Başkalarının tecrübelerinden yararlan, zaman kaybetme.

                                               * * * * *

“Bill Gates'e niçin uçağı, yatı vb. lükslerinin olmadığı sorulduğunda şöyle yanıt veriyor: Öyle yaşarsam öyle düşünmeye başlarım ve şimdikinden çok farklı bir kişiliğe sahip olurum. Yeterince çalışamam, yeterince üretemem.”



                                               * * * * *

Bir insanın akıllı olmasına bir şey dediğimiz yok. Yeter ki; aklını başkalarına kabul ettirmeye çalışmasın.(Eflatun)

Biz ne yapıyoruz? Tüm iyi niyetimizle (!) karşımızdakilere yardımcı olmak için gayret gösteriyoruz. “Şunu şöyle bunu da böyle yaparsan iyi olur!” “Yine sen bilirsin ama dediğimi yaparsan senin için daha hayırlı”... Karşımızdaki insanın durumunu, şartlarını, yaşadıklarını bilmeden kendi görüşümüzü kabul ettirmeye çalışmak... 

                                               * * * * *

Hayat 5 topla oynanan oyundur

Rahmetli Üzeyir Garih, yıllar önce Çukurova'ya gelmiş. Adana'da iş adamları toplantısında bir konuşma yapmış. Bugünlerde yaşanılan ilişkileri görünce şöyle demiş rahmetli Garih: "Hayat havaya attığımız 5 topla oynanan bir oyundur. Bu toplardan sadece bir tanesi lastik, diğer 4 top ise camdandır. Bu toplar; işimizi, ailemizi, sağlığımızı, dostluklarımızı ve benliğimizi temsil etmektedir. Belirttiğim gibi, bu 5 top içinde bir tek işimiz lastik bir toptur. Düşürürsek zıplatabiliriz. Ancak diğer 4 top camdan yapıldığından düşerse kırılır, yerine konulamazlar. Bunu fark etmeli ve hayatımızı bu dengeye göre kurmalıyız." Oysa hepimiz o lastik topu tutabilmek uğruna diğerlerini kırıp dökmez miyiz? Dostlarınıza, ailenize, sağlığınıza ve benliğinize sıkı sıkı sarılın, onları çantada keklik sanmayın.

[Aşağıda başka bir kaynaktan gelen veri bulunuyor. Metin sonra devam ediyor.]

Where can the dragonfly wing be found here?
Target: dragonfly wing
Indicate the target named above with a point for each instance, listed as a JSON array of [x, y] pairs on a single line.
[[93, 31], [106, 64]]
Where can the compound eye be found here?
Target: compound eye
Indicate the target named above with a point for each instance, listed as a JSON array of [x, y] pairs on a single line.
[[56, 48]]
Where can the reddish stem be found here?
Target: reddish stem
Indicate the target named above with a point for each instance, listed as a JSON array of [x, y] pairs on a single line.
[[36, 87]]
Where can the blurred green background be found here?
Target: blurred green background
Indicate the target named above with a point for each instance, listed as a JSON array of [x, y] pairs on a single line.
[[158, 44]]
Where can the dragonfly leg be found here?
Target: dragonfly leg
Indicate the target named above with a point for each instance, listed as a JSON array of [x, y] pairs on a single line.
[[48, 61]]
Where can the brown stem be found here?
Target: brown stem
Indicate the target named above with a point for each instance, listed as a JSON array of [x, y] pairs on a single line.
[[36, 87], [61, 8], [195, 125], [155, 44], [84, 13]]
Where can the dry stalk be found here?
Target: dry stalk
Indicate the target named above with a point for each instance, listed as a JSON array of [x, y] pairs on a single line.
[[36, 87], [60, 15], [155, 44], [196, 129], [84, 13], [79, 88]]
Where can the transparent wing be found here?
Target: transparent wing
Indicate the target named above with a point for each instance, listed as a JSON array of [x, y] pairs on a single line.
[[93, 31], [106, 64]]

                                               * * * * *

“Büyük adamların hepsi düşünmeye ayrı bir önem vermişlerdir. Çünkü hem tüm kutsal dinler tüm kutsal öğretiler düşünmeyi takipçilerine hararetle tavsiye etmiştir. İnsanın doğasında düşünmek vardır. Bu güdüsünü bir kenara bırakan insanlar için gelişim yolculuğu mümkün değildir. Kendimizi keşfetmek için bol bol düşünmeye ve tefekkür etmeye ihtiyacımız var.”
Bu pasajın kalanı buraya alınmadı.